Julio wondered why they had not used the chainsaws in the first place then realized it was probably because his father wanted him to ‘work’ through his emergence as a killer. Now, he felt the transformation within himself and knew at that very moment he would never be the same. But, he would also never be like his father.

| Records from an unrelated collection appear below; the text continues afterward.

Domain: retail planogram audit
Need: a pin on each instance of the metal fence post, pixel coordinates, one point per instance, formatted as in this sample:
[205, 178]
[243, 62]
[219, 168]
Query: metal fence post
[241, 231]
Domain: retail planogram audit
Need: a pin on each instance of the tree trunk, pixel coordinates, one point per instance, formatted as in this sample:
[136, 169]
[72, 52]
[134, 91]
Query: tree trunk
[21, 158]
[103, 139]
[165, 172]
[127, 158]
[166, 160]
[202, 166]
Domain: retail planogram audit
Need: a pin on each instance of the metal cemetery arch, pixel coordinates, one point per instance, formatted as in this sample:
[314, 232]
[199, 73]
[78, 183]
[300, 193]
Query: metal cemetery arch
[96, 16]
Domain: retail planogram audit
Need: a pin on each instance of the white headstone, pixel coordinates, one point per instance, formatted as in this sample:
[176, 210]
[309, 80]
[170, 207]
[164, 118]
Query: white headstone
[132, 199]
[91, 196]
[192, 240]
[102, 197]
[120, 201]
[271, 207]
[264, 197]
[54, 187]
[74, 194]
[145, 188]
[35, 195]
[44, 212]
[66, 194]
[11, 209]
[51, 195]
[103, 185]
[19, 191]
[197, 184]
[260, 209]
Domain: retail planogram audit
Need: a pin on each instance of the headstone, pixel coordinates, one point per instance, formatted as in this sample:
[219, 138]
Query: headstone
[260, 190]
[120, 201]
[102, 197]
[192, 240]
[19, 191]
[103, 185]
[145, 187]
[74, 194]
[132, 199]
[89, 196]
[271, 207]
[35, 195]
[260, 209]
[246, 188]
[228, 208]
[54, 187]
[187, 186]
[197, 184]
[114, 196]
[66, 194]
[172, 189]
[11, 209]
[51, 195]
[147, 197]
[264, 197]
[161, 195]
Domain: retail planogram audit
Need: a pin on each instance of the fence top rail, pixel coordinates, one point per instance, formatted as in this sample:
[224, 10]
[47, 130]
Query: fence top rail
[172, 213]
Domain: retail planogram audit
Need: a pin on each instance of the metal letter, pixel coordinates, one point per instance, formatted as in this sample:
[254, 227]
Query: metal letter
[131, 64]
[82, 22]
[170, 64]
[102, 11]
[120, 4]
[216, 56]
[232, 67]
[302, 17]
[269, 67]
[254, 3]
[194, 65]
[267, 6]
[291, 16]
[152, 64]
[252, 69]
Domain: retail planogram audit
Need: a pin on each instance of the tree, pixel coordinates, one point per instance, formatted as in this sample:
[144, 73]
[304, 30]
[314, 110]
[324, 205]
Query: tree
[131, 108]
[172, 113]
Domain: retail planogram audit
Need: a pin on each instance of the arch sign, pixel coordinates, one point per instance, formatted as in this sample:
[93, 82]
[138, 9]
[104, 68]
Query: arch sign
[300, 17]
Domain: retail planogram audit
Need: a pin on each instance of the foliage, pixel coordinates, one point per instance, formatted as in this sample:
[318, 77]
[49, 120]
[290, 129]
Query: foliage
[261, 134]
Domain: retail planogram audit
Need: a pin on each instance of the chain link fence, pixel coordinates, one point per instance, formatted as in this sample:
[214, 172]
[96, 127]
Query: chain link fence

One of his father’s men – a man whom Julio had heard being referred to as
El Monstruo,
The Monster – dismembered the bodies with the chainsaw and placed them in black plastic bags. He was a frightening presence, as wide as he was tall. His eyes were as black and lifeless as a shark’s, set into acne-scarred skin. His other facial features were blunted and slightly out of place, as if the sculptor who moulded him left him in the kiln too long. His mouth hung open as if his nose did not take in air. As toad-like as he looked, his hands moved quickly with saw and blade; an efficient and experienced butcher. Once in bags, the parts were then placed into wooden shipping containers that, Julio later learned, to his horror, were shipped back to the dead men’s families.

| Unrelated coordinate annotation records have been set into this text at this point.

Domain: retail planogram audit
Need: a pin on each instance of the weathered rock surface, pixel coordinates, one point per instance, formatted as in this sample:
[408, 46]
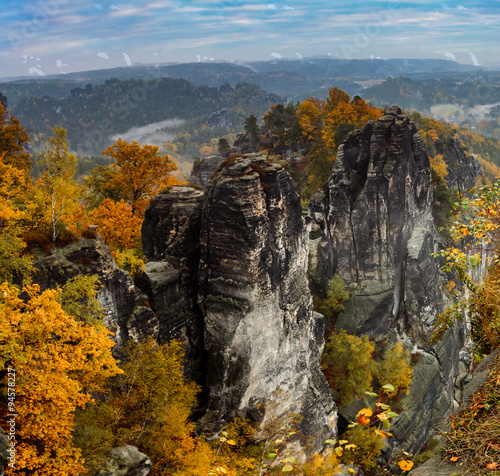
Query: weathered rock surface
[378, 235]
[219, 120]
[126, 461]
[234, 266]
[203, 169]
[127, 309]
[463, 168]
[263, 338]
[171, 244]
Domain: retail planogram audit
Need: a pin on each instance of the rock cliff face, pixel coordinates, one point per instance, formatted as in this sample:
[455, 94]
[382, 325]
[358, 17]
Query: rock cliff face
[203, 169]
[128, 311]
[378, 234]
[263, 337]
[171, 236]
[263, 341]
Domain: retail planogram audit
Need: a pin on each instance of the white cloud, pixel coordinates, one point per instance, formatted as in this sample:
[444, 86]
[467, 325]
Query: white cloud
[126, 57]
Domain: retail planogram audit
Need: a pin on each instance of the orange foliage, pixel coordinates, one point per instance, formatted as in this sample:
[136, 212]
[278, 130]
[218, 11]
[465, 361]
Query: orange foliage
[119, 228]
[139, 172]
[57, 362]
[13, 139]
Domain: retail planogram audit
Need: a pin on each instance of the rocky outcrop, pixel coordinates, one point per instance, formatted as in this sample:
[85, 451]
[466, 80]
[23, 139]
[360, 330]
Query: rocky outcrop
[219, 120]
[128, 314]
[241, 247]
[171, 236]
[203, 169]
[378, 235]
[263, 337]
[126, 461]
[463, 169]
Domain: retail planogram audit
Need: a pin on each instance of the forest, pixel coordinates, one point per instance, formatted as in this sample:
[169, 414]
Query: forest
[76, 397]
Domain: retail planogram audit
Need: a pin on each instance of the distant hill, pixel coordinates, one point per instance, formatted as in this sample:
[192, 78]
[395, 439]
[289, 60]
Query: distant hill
[411, 92]
[93, 115]
[326, 67]
[296, 79]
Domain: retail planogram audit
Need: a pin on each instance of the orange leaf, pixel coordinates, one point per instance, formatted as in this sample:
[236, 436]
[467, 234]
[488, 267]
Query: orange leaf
[405, 464]
[363, 420]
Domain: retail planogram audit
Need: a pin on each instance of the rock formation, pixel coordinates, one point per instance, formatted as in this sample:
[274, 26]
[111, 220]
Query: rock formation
[128, 311]
[219, 120]
[373, 226]
[203, 169]
[263, 339]
[126, 461]
[171, 235]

Emilio put his arm around his son’s shoulders, grinning as if his son had just scored the final goal at the World Cup, and said, ‘Okay.
Now
, you are a man. Let’s get cleaned up. Those lusty whores in the house want more of you, I’m sure.’ He beamed proudly as he said this, but Julio did not. Sex was absolutely the last thing on his mind at that moment.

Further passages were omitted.